On the bias of the Gini estimator: Poisson and geometric cases, a characterization of the gamma family, and unbiasedness under gamma distributions

In this paper, we derive a general representation for the expectation of the Gini coefficient estimator in terms of the Laplace transform of the underlying distribution, together with the mean and the Gini coefficient of its exponentially tilted version. This representation leads to a new characterization of the gamma family within the class of nonnegative scale families, based on a stability property under exponential tilting. As direct applications, we show that the Gini estimator is biased for both Poisson and geometric populations and provide an alternative, unified proof of its unbiasedness for gamma populations. By using the derived bias expressions, we propose plug-in bias-corrected estimators and assess their finite-sample performance through a Monte Carlo study, which demonstrates substantial improvements over the original estimator.
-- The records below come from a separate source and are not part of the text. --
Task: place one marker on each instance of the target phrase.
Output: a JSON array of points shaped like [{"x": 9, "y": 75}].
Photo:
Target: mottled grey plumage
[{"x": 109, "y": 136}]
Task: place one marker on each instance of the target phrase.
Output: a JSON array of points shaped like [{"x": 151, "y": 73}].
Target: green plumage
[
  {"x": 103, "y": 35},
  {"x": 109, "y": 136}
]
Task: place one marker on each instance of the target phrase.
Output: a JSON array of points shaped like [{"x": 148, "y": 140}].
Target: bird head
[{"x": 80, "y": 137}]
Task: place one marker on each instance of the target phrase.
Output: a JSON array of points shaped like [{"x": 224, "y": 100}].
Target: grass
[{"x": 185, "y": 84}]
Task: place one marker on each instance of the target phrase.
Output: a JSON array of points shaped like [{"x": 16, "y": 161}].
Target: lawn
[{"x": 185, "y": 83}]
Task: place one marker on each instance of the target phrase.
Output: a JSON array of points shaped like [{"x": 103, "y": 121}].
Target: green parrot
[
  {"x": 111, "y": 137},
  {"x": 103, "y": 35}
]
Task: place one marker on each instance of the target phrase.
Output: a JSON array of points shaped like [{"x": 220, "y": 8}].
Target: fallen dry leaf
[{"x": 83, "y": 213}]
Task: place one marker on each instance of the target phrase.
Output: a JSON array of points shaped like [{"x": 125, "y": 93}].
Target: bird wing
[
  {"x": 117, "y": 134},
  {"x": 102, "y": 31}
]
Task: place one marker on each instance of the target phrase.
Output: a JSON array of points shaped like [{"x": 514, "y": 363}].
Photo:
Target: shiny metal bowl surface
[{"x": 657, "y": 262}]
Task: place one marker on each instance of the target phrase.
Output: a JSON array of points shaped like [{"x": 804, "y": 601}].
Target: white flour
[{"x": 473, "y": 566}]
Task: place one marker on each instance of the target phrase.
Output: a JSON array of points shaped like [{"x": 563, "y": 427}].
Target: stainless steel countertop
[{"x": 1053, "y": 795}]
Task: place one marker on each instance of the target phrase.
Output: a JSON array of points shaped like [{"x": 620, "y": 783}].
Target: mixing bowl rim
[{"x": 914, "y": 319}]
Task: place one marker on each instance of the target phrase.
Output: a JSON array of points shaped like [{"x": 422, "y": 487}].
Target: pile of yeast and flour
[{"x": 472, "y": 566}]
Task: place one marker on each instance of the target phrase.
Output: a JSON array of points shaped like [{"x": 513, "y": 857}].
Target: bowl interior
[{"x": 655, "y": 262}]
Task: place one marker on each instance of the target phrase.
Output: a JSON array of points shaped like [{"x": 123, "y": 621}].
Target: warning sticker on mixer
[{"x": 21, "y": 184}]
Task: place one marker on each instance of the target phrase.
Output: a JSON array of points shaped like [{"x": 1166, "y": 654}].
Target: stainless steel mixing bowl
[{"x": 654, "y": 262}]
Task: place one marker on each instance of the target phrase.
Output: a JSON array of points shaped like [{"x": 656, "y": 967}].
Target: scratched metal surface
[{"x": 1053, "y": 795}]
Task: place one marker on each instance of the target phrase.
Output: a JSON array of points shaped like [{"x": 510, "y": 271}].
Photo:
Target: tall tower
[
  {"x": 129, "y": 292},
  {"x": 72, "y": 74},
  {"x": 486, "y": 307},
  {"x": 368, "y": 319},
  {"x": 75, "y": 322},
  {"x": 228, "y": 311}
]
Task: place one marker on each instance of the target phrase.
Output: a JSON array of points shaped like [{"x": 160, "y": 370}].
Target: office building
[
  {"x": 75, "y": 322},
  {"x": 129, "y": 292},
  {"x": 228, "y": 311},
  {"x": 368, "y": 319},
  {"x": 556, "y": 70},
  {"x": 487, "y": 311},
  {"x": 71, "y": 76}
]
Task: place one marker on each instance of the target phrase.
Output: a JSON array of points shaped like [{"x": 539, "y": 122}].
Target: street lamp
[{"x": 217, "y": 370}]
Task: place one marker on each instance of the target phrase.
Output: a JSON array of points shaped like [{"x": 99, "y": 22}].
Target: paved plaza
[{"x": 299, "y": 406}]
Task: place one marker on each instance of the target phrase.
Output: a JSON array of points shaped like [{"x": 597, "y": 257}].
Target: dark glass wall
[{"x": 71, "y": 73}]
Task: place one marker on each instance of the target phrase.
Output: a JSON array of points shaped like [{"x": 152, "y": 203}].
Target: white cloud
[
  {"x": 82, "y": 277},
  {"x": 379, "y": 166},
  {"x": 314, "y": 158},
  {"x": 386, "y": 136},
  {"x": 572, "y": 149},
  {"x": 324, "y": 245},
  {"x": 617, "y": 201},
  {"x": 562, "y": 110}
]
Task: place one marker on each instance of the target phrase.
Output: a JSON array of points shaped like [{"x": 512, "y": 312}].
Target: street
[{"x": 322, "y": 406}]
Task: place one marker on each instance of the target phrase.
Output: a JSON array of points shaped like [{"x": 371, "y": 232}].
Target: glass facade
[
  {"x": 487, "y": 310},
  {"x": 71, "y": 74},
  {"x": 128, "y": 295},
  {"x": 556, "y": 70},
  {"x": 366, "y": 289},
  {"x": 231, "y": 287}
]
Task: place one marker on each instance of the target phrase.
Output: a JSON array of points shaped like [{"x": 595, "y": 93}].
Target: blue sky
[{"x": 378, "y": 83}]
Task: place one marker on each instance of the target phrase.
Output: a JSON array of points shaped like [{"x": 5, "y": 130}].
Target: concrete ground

Compared with existing approaches, our framework highlights the fundamental role of scale invariance and exponential tilting, rather than distribution-specific algebraic calculations, and complements recent results in Baydil et al. (2025) [Unbiased estimation of the gini coefficient. SPL, 222:110376] and Vila and Saulo (2025a,b) [Bias in Gini coefficient estimation for gamma mixture populations. STPA, 66:1-18; and The mth gini index estimator: Unbiasedness for gamma populations. J. Econ. Inequal].